Personal information
- Full name: Marlon Javier Ganchozo Santana
- Date of birth: 21 February 1991 (age 35)
- Place of birth: Vinces, Los Ríos, Ecuador
- Position: Defender

Team information
- Current team: Patria

Youth career
- 2006–2008: Alfaro Moreno
- 2009–2010: LDU Quito

Senior career*
- Years: Team / Apps / (Gls)
- 2010–2011: LDU Quito / 56 / (2)
- 2012: Rocafuerte / 4 / (0)
- 2012: Halley / 4 / (0)
- 2013: Patria / 24 / (5)
- 2014: LDU Portoviejo / 33 / (4)
- 2015–2016: Deportivo Quito / 28 / (3)
- 2016: Mushuc Runa / 9 / (0)
- 2017–: Patria / 12 / (0)

International career
- 2010: Ecuador Under-20 / 5 / (0)

= Marlon Ganchozo =

Ecuadorian footballer (born 1991)

Marlon Javier Ganchozo Santana (born 21 February 1991) is an Ecuadorian football defender who plays for Patria.

==Club career==
Marlon Ganchozo began his career at the Alfaro Moreno Academia in Guayaquil. In 2009, he joined the youth ranks of LDU Quito and appeared in 24 matches for the Under-18 side. His play with the Under-18 side did not go unnoticed by manager Edgardo Bauza and Ganchozo was promoted to the senior side in 2010.
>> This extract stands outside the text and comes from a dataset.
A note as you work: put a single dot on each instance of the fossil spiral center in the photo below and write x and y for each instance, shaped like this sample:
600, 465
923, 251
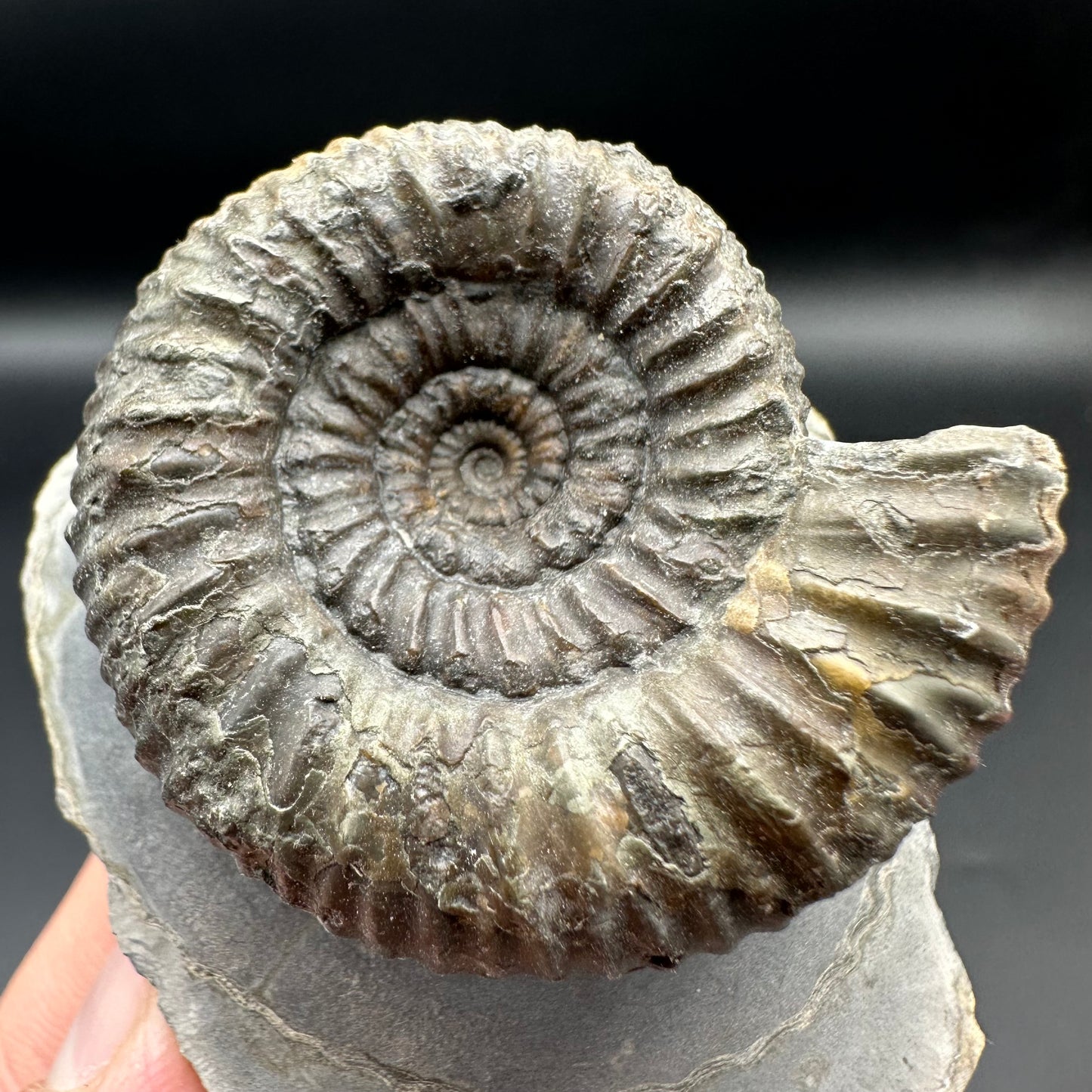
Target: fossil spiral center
458, 478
Ganchozo quickly gained the trust of Bauza and earned a starting spot for the club. On 4 April 2010 in a league match played at Estadio Casa Blanca against longtime rival Barcelona which ended in a 0–0 draw, Ganchozo suffered a serious leg injury that sidelined him for two months. Upon recovering from his injury Ganchozo regained the form that made him one of the most promising players in Ecuadorean football. He scored his first goal for Liga on 22 July 2010 in the rematch against Barcelona helping his side to a 2–1 victory. After helping LDU Quito win the Second Stage of the 2010 Serie A, Ganchozo started both legs of the finals against Emelec helping his club to a 2–1 aggregate victory which proclaimed LDU Quito as national champion for the 10th time in its history.